The University of Oregon’s Vineet Bhagwat and colleagues claimed the Management Prize for their groundbreaking study “What Doesn’t Kill You Will Only Make You More Risk-Loving: Early-Life Disasters And CEO Behavior.” The paper, presented at the 2015 Asian Finance Association Conference, posits, according to the Ig Nobel citation, “that many business leaders developed in childhood a fondness for risk-taking when they experienced natural disasters (such as earthquakes, volcanic eruptions, tsunamis, and wildfires) that—for them—had no dire personal consequences” (DOI: 10.2139/ssrn.2423044).
The Bangkok Metropolitan Police scored the Economics Prize “for offering to pay policemen extra cash if the policemen refuse to take bribes.”
Two international teams were jointly awarded the Medicine Prize for their studies involving intense kissing and other intimate activities. For examples, see “Reduction of Allergic Skin Weal Responses by Sexual Intercourse in Allergic Patients” in Sexual & Relationship Therapy (2004, DOI: 10.1080/14681990410001691361) and “Prevalence and Persistence of Male DNA Identified in Mixed Saliva Samples After Intense Kissing” (FSI Genet. 2012, DOI: 10.1016/j.fsigen.2012.07.007).

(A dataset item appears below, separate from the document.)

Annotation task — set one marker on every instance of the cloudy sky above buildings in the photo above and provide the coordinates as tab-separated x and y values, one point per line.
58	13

For determining that it is possible that Moulay Ismail the Bloodthirsty, emperor of Morocco from 1672 to 1727, may have sired 888 children during his lifetime, University of Vienna anthropologists Elisabeth Oberzaucher and Karl Grammer won the Mathematics Prize. In their study, they developed a simulation that “tests how many copulations per day were necessary to reach the reported reproductive outcome” (PLOS One 2014, DOI: 10.1371/journal.pone.0085292). Their answer: One to two copulations per day for 32 years with a harem of 65 to 110 women should do the trick.
Finally, the Physiology & Entomology Prize was jointly awarded to Justin Schmidt of the University of Arizona, Tucson, “for painstakingly creating the Schmidt Sting Pain Index, which rates the relative pain people feel when stung by various insects,” and to Cornell University’s Michael L. Smith of “for carefully arranging for honeybees to sting him repeatedly on 25 different locations on his body, to learn which locations are the least painful—the skull, middle toe tip, and upper arm—and which are the most painful—the nostril, upper lip, and penis shaft.”
The Ig Nobel ceremony can be viewed in its entirety at youtube.com/improbableresearch, and an edited recording of the ceremony will be broadcast on National Public Radio’s “Science Friday” the day after Thanksgiving.